2023年04月19日 | Weblog

 4月18日火曜日午前中の救急当番の時に、追突されたという70歳男性が搬入された。

 軽自動車を運転していて、右折しようと減速したところに、後ろからトレーラー車が追突したのだった。意識は清明で、自力歩行できている。

 右後頭部にこぶ(皮下血腫)ができて、その頂部から出血があったが、ほぼ止血していた。右側胸部というか、右腋窩近くの胸部を痛がっていた。シートベルトが当たる部位だった。エアバッグは作動していない。

 当院でも対応できそうと思われて引き受けたが、画像検査の結果をみないとわからない。肋骨骨折くらいなら大丈夫か、と思った。

 頭部CTで頭蓋内出血はなかった。年齢を考慮しても少し脳委縮が目立つかもしれない。頸部から腹部までのCTも行ったが、肋骨骨折や血気胸はなかった。
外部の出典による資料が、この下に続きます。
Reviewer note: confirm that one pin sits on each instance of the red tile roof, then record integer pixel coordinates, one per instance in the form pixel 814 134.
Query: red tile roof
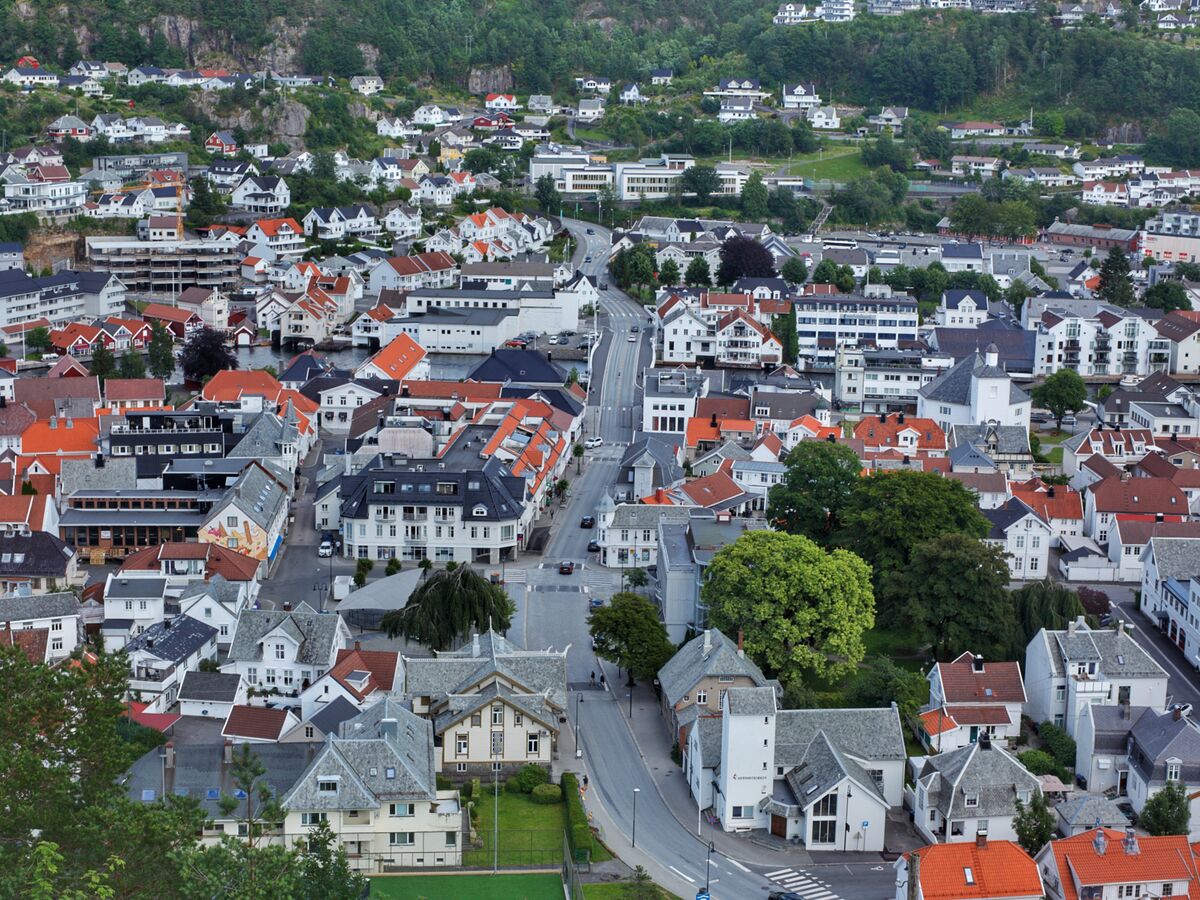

 鎮痛薬を処方して帰宅できる。状況的にはむち打ち損傷が起きる可能性があるが、後頚部痛は訴えなかった。少し経過をみてから、被害者であり診断書を要するので、整形外科の外来で出してもらうことにした。

 

 念のため血液検査も提出したが、汎血球減少症があった。白血球1600・Hb 9.0g/dl・血小板8.7万だった。2017年の記録があり、白血球は2000台、Hb11g/dlだった。5年間の間に変化してきたのだろう。

 白血球分画は、好中球24.3%・リンパ球33.5%・単球41.3%と単球増加が目立った。骨髄異形成症候群(MDS)か単球性白血病が疑われる。

 5~6年前に急性心筋梗塞で地域の基幹病院で心カテ(PCI)を受けたらしい。現在は市内の内科クリニックに通院して、抗血小板薬を継続している。

 そのクリニックでも血液検査の異常を指摘されて、専門病院への紹介を勧められたそうだ。クリニック宛に今回の交通外傷と汎血球減少症の結果を記載した診療情報提供書を出した。

 配偶者はいないが、同居している女性がいる。患者さんは重度の難聴があり、認知力に不安があるので、その方に説明した。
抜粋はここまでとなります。